Search This Blog

Wednesday, December 27, 2017

School Recalibration Report: A First Glance

On December 15, the consulting firm Augenblick, Palaich and Associates delivered a draft of their school-funding recalibration report. It is a 500-plus page document, which no doubt has required quite a bit of work on behalf of the consultants.

The report itself is true to the job that the legislative Recalibration Committee asked for. As such, it is comprehensive and, like all consulting products in public policy, spends most of its time telling us "what is". The remaining part discusses three different ways to evaluate resource allocation models.

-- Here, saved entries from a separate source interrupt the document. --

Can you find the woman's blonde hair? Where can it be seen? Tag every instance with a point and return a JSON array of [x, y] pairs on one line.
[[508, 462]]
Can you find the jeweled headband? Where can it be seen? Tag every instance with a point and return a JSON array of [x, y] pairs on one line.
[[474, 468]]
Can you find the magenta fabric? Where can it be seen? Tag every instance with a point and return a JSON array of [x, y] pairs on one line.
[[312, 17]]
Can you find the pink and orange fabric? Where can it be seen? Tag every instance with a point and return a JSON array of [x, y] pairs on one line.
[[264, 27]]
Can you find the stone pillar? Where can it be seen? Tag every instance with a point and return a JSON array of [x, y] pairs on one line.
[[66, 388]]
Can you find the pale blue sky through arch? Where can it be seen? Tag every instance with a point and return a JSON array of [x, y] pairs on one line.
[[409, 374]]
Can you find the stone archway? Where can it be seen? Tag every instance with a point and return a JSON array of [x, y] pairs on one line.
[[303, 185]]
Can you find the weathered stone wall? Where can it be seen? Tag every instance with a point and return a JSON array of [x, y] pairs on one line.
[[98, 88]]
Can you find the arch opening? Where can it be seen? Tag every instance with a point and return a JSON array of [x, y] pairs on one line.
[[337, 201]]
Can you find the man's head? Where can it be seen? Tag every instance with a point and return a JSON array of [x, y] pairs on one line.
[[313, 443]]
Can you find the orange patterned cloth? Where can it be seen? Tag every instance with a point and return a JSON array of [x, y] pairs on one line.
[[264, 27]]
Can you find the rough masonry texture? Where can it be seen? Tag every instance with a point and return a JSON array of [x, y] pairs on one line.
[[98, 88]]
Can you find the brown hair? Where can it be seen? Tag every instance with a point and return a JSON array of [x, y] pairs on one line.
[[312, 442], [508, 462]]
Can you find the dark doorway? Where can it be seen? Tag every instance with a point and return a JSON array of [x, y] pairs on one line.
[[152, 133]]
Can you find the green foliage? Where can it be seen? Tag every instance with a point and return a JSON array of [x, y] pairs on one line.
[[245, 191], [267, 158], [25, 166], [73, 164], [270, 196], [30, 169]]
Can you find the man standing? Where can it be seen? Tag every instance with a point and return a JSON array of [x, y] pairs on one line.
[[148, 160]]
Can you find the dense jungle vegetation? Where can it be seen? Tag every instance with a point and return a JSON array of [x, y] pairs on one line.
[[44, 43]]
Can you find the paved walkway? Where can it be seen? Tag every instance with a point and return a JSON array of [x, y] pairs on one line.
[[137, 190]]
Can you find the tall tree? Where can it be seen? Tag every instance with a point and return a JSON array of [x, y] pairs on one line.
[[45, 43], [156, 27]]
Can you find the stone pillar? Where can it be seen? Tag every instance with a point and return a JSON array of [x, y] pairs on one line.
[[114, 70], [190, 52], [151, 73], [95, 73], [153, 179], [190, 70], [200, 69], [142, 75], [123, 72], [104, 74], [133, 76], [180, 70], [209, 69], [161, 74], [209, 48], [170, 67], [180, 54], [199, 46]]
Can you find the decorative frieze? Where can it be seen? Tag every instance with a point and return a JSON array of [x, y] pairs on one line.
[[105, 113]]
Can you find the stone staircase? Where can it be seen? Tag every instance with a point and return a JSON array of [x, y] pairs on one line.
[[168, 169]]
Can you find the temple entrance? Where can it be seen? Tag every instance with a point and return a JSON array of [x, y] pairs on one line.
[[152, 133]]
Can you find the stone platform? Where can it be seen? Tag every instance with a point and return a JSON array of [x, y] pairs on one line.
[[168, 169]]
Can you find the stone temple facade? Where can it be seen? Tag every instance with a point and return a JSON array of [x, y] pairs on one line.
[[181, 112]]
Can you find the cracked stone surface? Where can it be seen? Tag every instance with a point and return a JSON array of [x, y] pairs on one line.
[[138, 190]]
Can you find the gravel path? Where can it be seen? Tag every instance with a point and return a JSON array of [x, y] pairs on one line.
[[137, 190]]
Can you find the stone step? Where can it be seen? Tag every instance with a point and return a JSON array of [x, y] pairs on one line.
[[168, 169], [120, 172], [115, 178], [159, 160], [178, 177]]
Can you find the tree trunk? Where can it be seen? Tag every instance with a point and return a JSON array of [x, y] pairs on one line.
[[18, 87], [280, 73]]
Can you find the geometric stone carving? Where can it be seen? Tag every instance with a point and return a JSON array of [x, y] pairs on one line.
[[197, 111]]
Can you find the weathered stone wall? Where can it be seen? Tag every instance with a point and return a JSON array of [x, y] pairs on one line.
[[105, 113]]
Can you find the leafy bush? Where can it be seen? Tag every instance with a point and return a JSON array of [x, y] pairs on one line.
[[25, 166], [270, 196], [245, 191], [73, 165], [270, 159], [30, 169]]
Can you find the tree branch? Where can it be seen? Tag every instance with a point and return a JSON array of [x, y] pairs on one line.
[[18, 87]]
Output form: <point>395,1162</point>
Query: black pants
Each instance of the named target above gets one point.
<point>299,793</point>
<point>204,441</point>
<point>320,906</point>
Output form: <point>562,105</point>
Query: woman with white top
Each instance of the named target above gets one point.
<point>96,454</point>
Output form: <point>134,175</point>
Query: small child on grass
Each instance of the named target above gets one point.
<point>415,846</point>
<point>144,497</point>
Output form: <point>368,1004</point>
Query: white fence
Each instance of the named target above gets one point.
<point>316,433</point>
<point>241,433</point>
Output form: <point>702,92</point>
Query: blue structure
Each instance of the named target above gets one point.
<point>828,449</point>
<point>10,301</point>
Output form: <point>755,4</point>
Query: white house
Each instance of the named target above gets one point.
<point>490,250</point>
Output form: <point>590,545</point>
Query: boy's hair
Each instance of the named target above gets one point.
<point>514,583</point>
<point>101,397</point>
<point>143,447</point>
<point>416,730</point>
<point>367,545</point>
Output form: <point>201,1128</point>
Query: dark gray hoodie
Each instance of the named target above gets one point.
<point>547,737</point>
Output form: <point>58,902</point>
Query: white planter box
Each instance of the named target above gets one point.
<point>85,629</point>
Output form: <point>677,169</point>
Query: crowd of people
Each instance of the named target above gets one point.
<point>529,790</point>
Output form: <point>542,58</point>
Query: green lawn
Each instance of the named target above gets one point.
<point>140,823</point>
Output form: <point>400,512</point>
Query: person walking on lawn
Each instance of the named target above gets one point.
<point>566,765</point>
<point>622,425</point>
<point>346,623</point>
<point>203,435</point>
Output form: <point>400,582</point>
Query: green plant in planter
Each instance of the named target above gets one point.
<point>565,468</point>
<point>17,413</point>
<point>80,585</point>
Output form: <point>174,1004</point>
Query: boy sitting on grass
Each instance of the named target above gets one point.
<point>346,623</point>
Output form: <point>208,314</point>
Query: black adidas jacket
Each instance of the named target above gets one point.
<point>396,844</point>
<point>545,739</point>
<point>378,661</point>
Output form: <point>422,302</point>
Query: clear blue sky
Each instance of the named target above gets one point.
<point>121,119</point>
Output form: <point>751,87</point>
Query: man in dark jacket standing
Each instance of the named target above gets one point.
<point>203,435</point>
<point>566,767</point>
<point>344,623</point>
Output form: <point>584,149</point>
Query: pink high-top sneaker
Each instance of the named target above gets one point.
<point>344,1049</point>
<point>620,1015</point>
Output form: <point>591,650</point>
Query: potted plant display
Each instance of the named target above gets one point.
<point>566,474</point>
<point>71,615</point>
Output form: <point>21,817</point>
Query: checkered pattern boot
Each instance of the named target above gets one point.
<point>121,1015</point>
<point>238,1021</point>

Here is where it gets interesting. Of the three models, the report falls desperately short on one. Before I get to that part, let me express my appreciation for their analysis of the two first models. They have done a good job analyzing them and delivering value for taxpayers' money. The first model, called "Professional Judgment", would distribute school funding, which the Augenblick report explains as follows:
The professional judgement (PJ) approach relies on the experience and expertise of educators in the state to identify the resources needed to ensure all districts, schools, and students can meet state standards and requirements. In Wyoming, this is specifically the required basket of goods and services, as well as any related requirements (such as assessments and the accountability system). Resources include school-level personnel, non-personnel costs, additional supports and services, technology, and district-level resources. These resources are first identified for students with no identified special needs (which allows for the calculation of a base set of resources) and then separately for special needs students, presented as adjustments, or “weights.” 
The method for assessing the need for funds in individual school districts bears a striking similarity to indicative central planning (not to be confused with Soviet-style teleological planning):

The PJ approach estimates the costs of adequacy by developing representative schools and one or more representative districts. Representative schools are designed using statewide average characteristics to resemble schools across the state. This includes identifying both averages for school sizes and grade configurations, as well as identifying average demographics for at-risk, English Language Learners (ELLs), and special education students. Note that in Wyoming, ELL is currently a part of the at-risk definition but was considered separately during the PJ panels. 
Again, the consultants did a commendable job working through this model. Without getting lost in the details, they have thoroughly explained it as they were asked to do. 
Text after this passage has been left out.